Monday, January 22, 2007

Poder sem responsabilidade

A primeira e única vez que estive em Barcelona tive uma sensação que a cidade me tinha reconhecido e que eu também a reconheci. Nada e tudo surpreendia-me ao mesmo tempo. Conhecia e desconhecia tudo, mas sentia-me em casa.

Mas o que surpreendeu mais o meu pensamento e nele ficou foi uma frase que vi no portão da Sagrada Família. Dizia em catalão – I què és la veritat?

O meu cérebro agarrou-se à pergunta. O que será a verdade? Aquilo em que acreditamos ou aquilo que continua a existir, mesmo se não vemos e não acreditamos? Pensei então noutra pergunta – porquê ignoramos a verdade?, porque é que nos convém não ver umas coisas e ver outras?

A humanidade teve a energia e conhecimento suficientes para adquirir um poder imenso. Igual ou superior às forças da própria natureza. Não há dúvidas que a actividade humana causa efeitos a nível planetário. Mas ao mesmo tempo a humanidade não teve – e continua a não ter – a maturidade para tomar responsabilidade por aquilo que faz. Nem para se tornar sábia, nem para sobreviver.

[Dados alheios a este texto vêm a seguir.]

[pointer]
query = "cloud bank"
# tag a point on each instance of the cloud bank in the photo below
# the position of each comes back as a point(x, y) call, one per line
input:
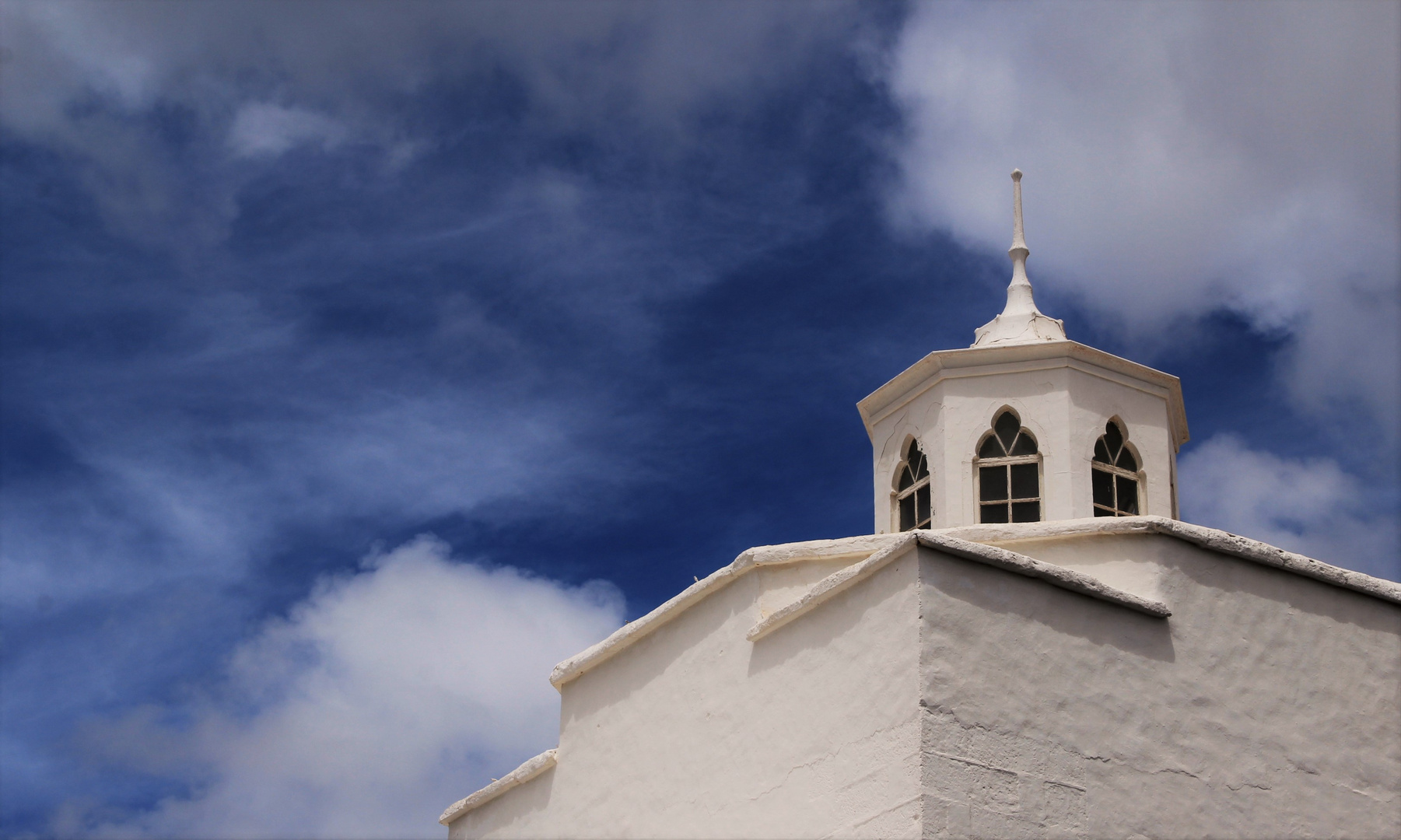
point(1182, 159)
point(381, 699)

A mulher que amo diz que a humanidade precisa de um milagre. Ou de uma catástrofe, respondo eu. Uma coisa evitaria a outra.

Estamos a matar-nos uns aos outros. Vivemos no conforto do Ocidente enquanto no resto do mundo milhões de pessoas morrem de fome, de doenças e de guerras, conduzidas em nome de muitos dos nossos ideais e às vezes em nosso nome também.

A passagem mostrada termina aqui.